Three or four years ago, he said, the store had a three-day show, with people from all over the country showing off their gear. People with fancy sound systems could show up, crank up the volume and have their systems’ output measured. None of his neighbors complained then, he said. In fact, he says, none of Classic’s neighbors has ever complained about noise from the shop.

Then, two of his customers get a ticket as they are being shown how to operate the controls on their new system.

Hauff said he pretty much kept his mouth shut during the exchange, except, he says, when he asked for his license back and said he had a business to run and was threatened with arrest. He acknowledges that the woman at one point said something to the effect that, “I didn’t turn the bleeping sound down ’cause I couldn’t find the bleeping controls.”

Hauff said he told the police it was private property, and one officer responded that that’s like saying the police couldn’t come on the property and arrest someone for smoking crack. But they’re not selling crack, Hauff said. They’re selling stereos. Some might be so loud they’re illegal, he joked, but it’s a legitimate business.

Gowen says she’s going to fight the ticket.

Michael Joyner, public information officer for the Fort Wayne Police Department, said he couldn’t fault the officers involved. The police didn’t make the law; the public did, he said. And the ordinance is clear. If you can hear something 30 feet from its source, it’s a violation because it interrupts the public’s “repose,” as the ordinance states, and the officer has the discretion of citing you or issuing a warning.

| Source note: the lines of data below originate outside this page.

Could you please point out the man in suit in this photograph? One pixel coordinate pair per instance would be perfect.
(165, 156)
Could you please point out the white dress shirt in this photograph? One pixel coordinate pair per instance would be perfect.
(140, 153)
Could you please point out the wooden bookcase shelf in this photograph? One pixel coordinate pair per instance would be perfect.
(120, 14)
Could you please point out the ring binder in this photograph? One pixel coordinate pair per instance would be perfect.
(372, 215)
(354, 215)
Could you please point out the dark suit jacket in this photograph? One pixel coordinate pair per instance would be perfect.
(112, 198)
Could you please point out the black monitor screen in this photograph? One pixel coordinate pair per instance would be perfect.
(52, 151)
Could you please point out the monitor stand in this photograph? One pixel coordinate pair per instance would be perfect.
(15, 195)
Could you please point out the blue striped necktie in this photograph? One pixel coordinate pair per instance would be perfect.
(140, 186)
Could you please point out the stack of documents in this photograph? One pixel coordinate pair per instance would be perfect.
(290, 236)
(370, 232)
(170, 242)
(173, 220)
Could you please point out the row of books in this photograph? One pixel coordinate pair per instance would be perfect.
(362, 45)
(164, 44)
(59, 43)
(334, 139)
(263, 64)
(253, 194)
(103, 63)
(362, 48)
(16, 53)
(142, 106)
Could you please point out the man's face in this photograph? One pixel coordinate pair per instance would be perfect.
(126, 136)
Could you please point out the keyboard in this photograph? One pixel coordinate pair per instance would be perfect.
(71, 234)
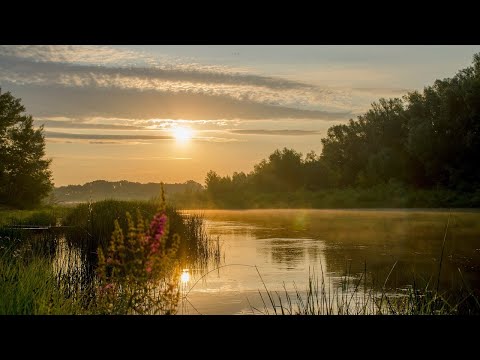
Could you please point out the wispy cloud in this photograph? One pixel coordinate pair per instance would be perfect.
(65, 124)
(132, 104)
(84, 68)
(59, 135)
(80, 54)
(112, 138)
(275, 132)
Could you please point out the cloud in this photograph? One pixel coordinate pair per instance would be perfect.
(116, 138)
(55, 68)
(82, 54)
(73, 102)
(59, 135)
(76, 124)
(275, 132)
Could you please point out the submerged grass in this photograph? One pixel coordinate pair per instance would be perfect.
(53, 271)
(92, 227)
(362, 298)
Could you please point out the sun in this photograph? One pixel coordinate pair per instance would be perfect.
(182, 134)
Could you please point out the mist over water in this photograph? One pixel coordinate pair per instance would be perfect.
(286, 245)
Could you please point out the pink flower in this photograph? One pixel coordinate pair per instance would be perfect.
(158, 226)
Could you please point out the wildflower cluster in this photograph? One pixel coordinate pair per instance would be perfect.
(136, 274)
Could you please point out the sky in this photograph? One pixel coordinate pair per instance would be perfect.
(172, 113)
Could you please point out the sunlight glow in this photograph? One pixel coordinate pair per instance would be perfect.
(185, 277)
(182, 134)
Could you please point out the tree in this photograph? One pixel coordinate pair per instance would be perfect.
(25, 177)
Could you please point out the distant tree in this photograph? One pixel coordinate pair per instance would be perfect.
(25, 177)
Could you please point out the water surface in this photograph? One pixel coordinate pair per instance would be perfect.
(278, 249)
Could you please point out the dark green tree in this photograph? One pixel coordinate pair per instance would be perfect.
(25, 177)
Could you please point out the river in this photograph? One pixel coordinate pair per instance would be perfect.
(279, 249)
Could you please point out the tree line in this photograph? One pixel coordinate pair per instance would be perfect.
(424, 140)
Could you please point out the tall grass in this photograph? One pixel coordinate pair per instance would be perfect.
(362, 297)
(30, 285)
(92, 225)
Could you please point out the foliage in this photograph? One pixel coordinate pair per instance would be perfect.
(25, 178)
(424, 145)
(134, 273)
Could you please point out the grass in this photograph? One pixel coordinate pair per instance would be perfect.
(92, 226)
(53, 271)
(362, 297)
(49, 216)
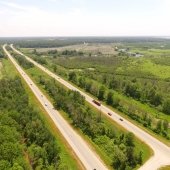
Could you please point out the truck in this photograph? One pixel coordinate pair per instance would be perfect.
(96, 102)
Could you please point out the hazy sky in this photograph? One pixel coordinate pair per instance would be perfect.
(84, 17)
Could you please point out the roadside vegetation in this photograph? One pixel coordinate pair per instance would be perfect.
(26, 141)
(119, 149)
(136, 86)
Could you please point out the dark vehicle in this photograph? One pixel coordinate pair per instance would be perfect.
(97, 103)
(121, 119)
(109, 114)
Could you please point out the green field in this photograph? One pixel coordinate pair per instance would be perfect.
(141, 85)
(38, 75)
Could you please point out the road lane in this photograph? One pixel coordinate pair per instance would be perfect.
(161, 151)
(89, 159)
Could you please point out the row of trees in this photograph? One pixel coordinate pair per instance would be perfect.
(117, 145)
(114, 100)
(25, 143)
(23, 62)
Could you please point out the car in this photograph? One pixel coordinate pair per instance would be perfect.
(109, 114)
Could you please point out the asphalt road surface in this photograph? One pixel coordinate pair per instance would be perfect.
(161, 151)
(86, 155)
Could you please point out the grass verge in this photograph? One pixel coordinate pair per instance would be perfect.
(68, 158)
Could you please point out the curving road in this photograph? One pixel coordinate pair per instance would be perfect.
(88, 158)
(161, 155)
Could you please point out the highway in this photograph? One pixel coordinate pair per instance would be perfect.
(161, 151)
(88, 157)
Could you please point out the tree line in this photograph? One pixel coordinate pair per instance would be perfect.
(116, 144)
(25, 143)
(106, 94)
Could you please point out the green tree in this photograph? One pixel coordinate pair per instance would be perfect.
(101, 93)
(109, 99)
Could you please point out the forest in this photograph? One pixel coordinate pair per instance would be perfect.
(119, 147)
(27, 139)
(24, 141)
(138, 87)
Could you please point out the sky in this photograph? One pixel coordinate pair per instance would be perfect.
(20, 18)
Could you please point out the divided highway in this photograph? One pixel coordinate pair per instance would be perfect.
(88, 157)
(161, 155)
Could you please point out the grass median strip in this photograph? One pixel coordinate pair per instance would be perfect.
(110, 140)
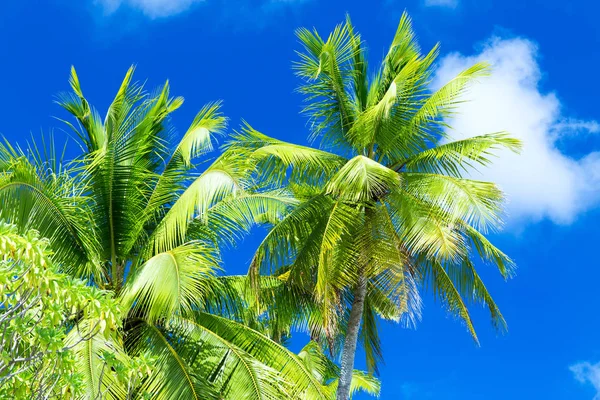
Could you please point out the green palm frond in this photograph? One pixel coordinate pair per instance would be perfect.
(172, 282)
(459, 157)
(362, 180)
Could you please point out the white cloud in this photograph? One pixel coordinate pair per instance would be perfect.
(441, 3)
(151, 8)
(541, 182)
(586, 372)
(166, 8)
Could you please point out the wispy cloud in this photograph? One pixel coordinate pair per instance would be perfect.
(542, 182)
(441, 3)
(155, 9)
(588, 373)
(150, 8)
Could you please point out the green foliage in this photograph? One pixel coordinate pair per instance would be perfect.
(387, 199)
(135, 214)
(47, 318)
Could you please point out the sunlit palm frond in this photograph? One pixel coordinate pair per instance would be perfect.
(459, 157)
(172, 282)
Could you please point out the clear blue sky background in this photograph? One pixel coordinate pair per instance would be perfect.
(241, 51)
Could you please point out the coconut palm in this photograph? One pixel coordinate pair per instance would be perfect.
(387, 205)
(134, 214)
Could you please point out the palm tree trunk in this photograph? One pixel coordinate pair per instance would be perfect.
(349, 350)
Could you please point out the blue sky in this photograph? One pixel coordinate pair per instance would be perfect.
(544, 91)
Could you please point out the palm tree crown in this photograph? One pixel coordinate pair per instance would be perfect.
(132, 214)
(386, 208)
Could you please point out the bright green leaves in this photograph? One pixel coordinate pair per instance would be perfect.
(172, 282)
(197, 139)
(61, 331)
(459, 157)
(363, 180)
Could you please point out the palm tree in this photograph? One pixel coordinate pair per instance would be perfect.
(133, 214)
(385, 208)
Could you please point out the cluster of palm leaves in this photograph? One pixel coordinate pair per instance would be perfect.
(385, 208)
(357, 227)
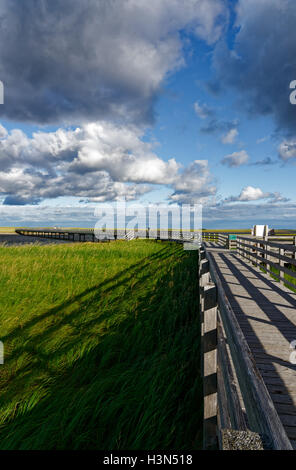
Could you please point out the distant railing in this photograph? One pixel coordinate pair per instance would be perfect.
(275, 258)
(238, 409)
(222, 239)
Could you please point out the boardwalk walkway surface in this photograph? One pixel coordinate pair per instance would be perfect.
(266, 312)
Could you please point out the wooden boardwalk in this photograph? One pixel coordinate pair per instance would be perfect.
(266, 312)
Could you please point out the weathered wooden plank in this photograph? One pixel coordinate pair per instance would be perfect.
(261, 413)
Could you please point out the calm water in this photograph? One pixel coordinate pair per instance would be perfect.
(14, 239)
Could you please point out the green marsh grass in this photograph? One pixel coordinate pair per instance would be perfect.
(101, 347)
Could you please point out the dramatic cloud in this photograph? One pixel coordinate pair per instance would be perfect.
(100, 161)
(247, 214)
(287, 150)
(235, 159)
(194, 184)
(261, 63)
(264, 162)
(202, 110)
(72, 61)
(215, 125)
(249, 193)
(230, 137)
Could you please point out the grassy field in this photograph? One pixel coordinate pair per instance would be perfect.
(6, 229)
(101, 347)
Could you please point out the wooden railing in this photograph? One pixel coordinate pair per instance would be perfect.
(238, 410)
(275, 258)
(215, 237)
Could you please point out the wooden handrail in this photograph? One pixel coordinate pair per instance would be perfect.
(235, 361)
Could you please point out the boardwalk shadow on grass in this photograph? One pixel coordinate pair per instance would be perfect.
(125, 273)
(85, 409)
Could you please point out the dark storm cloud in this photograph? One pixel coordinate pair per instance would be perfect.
(72, 60)
(262, 62)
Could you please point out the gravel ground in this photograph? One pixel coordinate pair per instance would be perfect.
(15, 239)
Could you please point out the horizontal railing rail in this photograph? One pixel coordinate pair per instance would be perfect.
(277, 259)
(238, 409)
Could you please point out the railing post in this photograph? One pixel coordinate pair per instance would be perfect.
(208, 311)
(281, 264)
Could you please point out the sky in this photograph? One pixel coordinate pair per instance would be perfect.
(164, 102)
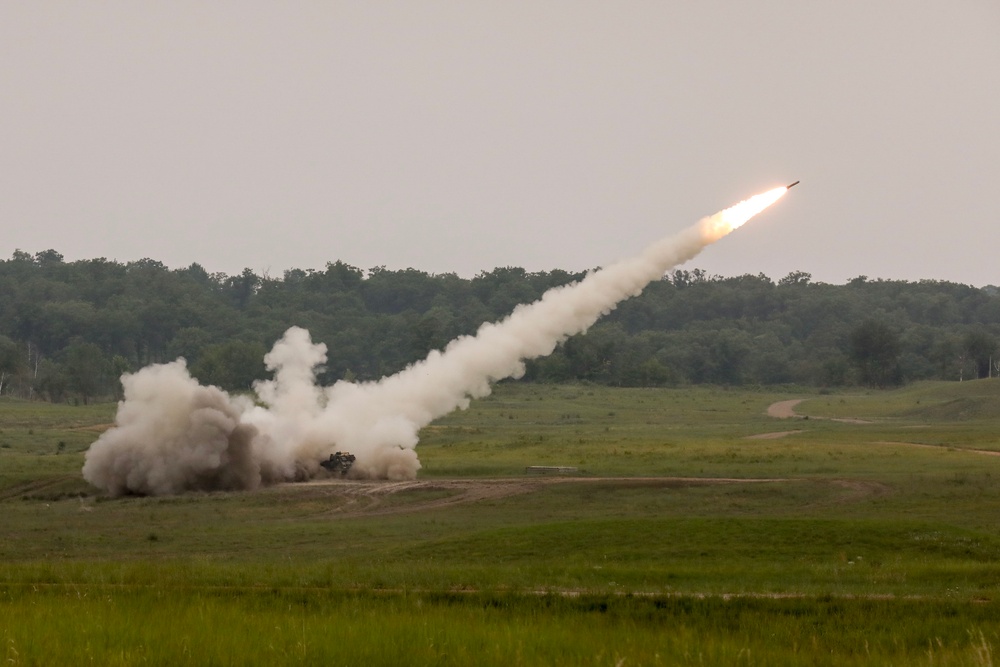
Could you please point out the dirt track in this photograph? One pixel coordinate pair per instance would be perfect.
(375, 498)
(786, 410)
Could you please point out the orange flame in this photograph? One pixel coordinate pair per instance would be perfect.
(735, 216)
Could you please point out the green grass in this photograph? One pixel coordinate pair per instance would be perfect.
(861, 549)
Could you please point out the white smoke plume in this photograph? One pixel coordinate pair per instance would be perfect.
(173, 435)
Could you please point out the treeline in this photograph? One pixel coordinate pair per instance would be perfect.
(68, 330)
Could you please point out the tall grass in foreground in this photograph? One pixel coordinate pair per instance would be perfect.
(157, 626)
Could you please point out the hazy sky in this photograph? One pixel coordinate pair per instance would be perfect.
(459, 136)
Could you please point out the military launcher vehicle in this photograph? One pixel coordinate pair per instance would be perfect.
(339, 463)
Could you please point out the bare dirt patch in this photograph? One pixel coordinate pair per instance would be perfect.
(772, 436)
(377, 498)
(786, 410)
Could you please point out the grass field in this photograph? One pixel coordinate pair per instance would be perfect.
(698, 530)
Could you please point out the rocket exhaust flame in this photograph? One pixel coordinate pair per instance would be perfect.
(173, 435)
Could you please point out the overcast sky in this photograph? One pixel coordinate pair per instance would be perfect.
(460, 136)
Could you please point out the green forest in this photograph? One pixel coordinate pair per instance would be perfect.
(68, 330)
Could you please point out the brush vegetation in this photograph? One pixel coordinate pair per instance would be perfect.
(682, 539)
(69, 329)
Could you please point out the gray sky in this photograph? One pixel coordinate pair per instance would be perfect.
(460, 136)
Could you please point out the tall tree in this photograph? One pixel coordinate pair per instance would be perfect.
(875, 350)
(980, 346)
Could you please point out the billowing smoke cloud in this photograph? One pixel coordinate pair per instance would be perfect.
(173, 435)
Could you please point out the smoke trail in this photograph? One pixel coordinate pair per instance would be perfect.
(172, 434)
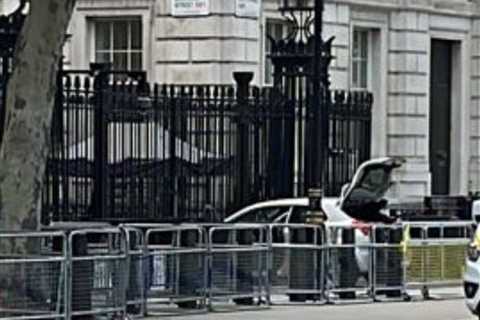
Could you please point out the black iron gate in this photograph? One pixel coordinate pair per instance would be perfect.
(126, 151)
(122, 150)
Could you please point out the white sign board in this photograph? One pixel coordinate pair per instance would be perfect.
(248, 8)
(190, 7)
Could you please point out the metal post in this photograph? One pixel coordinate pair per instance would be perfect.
(243, 80)
(100, 143)
(319, 144)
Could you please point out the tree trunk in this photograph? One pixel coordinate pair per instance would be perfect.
(29, 107)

The noise ordinance provides exceptions. For example, companies are allowed to make noises that are customary and incidental to their normal conduction of business. That raises a curious question. Was Hauff doing business? Was he disturbing the repose of neighbors?

That’s what irks Gowen. She knows her system is designed to be loud and that she might get a ticket sometime. For the sake of the business, though, she says she thinks the ticket was wrong. Classic was just trying to run its business, she says, and show a customer how its product works. For her part, Joyner said, Gowen will have her day in court. She can explain that she was just learning how the system worked.

You can’t help but wonder, though. At an intersection where the roar of trucks often drown out the sound of your car radio, whose repose was being disturbed?

Ok, this place is right downtown, along side a truck-route. Is it just a case of WTF? Or, by God, are those noisy punks go to pay? You decide.